There's no show like a Wee Daniel show.

Aoife Sweeney O'Connor in a promotional image for their Dublin Fringe show An Evening With Wee Daniel.

Aoife Sweeney O’Connor is the host and co-founder of EGG (@cabaregg), Dublin’s favourite award-winning queer cabaret. They are a resident artist at Dublin Fringe, with their show An Evening With Wee Daniel debuting as part of the 2024 festival. The production runs from Sept 18 to 21 at Bewleys Café Theatre and travels to An Grianán in Donegal for a one-night-only performance on October 10.

Below, Aoife tells us GCN about the upcoming show and explains the inspiration behind it.

I’m making my case for Daniel O’Donnell as a queer icon. I am queer, and he is iconic and that’s enough. Liza Minnelli, Kylie Minogue, Daniel O’Donnell.

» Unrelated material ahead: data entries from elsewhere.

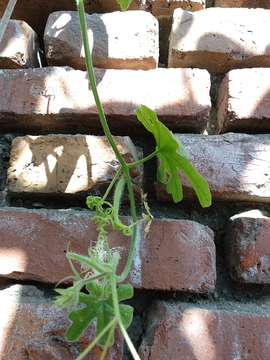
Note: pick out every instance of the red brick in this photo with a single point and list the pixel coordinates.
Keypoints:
(243, 3)
(248, 248)
(174, 255)
(244, 101)
(36, 13)
(197, 334)
(68, 165)
(59, 100)
(220, 40)
(236, 166)
(19, 46)
(36, 330)
(118, 40)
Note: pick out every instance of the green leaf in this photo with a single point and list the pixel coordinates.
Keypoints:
(172, 155)
(100, 308)
(124, 4)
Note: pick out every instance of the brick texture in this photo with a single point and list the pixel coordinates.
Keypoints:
(236, 166)
(220, 40)
(244, 101)
(247, 247)
(119, 40)
(35, 329)
(55, 99)
(19, 47)
(164, 258)
(197, 334)
(243, 3)
(68, 165)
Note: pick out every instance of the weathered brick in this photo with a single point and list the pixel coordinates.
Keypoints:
(19, 46)
(236, 166)
(174, 255)
(55, 99)
(247, 247)
(118, 40)
(220, 40)
(36, 13)
(67, 165)
(243, 3)
(193, 333)
(34, 328)
(161, 8)
(244, 101)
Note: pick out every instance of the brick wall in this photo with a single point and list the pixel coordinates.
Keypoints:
(201, 276)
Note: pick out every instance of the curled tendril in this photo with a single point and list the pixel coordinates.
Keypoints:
(92, 201)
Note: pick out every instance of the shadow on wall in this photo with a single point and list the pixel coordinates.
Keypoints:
(53, 163)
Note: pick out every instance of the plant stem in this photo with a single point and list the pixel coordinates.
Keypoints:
(143, 160)
(6, 17)
(107, 132)
(96, 339)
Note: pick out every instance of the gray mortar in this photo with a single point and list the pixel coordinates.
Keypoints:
(228, 295)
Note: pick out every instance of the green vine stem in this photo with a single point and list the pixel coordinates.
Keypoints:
(124, 167)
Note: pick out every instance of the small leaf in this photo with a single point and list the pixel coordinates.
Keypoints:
(100, 308)
(124, 4)
(172, 155)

He’s the co-star of my one-person Dublin Fringe show An Evening with Wee Daniel. I play the notorious Wee Daniel, and Wee Me as well.

 

The show is a love letter to Donegal, to Mammies, and to quare identity. It’s a camp, absurdist, all-singing, all-yapping autobiographical cabaret that will have you in stitches and might just break your heart.

It all started as a bit during my stand-up shows. I’d do my non-binary material, then the gay stuff, then off to Donegal and finally we’d land on Daniel.

I’ve missed many a flashing light and gone aways away over time on Daniel. Turns out I have a passion for this man like you wouldn’t believe. Get me on Mastermind, here we go.

I’ve found myself at more Daniel O’Donnell concerts than your average Joe (they/them). I’m from Donegal, and my grandparents are from Dungloe – a town absolutely steeped in Daniel lore. He’s from around the corner, Kinncasslagh.

And the thing is, there’s no show like a Daniel show. It’s like mass, but instead of communion and the Holy Spirit, it’s cups of tea and the body of “CHRIST almighty is he wearing the blazer with sequins?”

I saw him perform in the Bord Gáis recently. It was a one-night-only sold-out spectacular. The Daniel O’Donnell Show happened while Wicked was on in the same venue, so the set stayed up and he took over for the night. In Donegal, the show would be called Class.

So, there was Daniel bathed in pink and green lights looking like he was about to Defy Gravity, and let me tell you – Adele Dazeem herself would have loved it. He had four costume changes, two encores and thousands of feral pensioners on their feet having the time of their lives. And in the midst of it all, at least one little non-binary wannabe culchie me was there hooting and hollering along with them.

 

What made me fall so madly in love with cabaret is the spirit of it all. The silliness, the joy, the feral comradery. The radical inclusivity and queerness. It’s a space so welcoming, so warm, so fun. A DOD show is not far off.

There’s such a charm and a warmth to Daniel, like you’re old friends and he’s giving you a call to check up on you because it’s been far too long Barbara! Even at a sold-out show packed to the rafters, he seems to know almost everyone by name.

An Evening with Wee Daniel is an identity journey. It’s about finding yourself and making peace with the time it took you to get there. It’s about grief and change and acceptance. It’s about Donegal and being queer and trying to find your place in the world, and what it’s like navigating that when you’ve lost someone who helps you make sense of yourself.

So no, you don’t have to be a Daniel fan to enjoy this show. You don’t have to know a stitch about him. Truthfully, it’s not really about Daniel – but don’t tell your granny that, I think we’ll be able to teach her something about pronouns. Through song! But if you come away from this show feeling even a sliver of what a 90-year-old woman feels at a Daniel O’Concert, well then that’s my job done.

Come along, be surprised. There’s no show like a Wee Daniel show.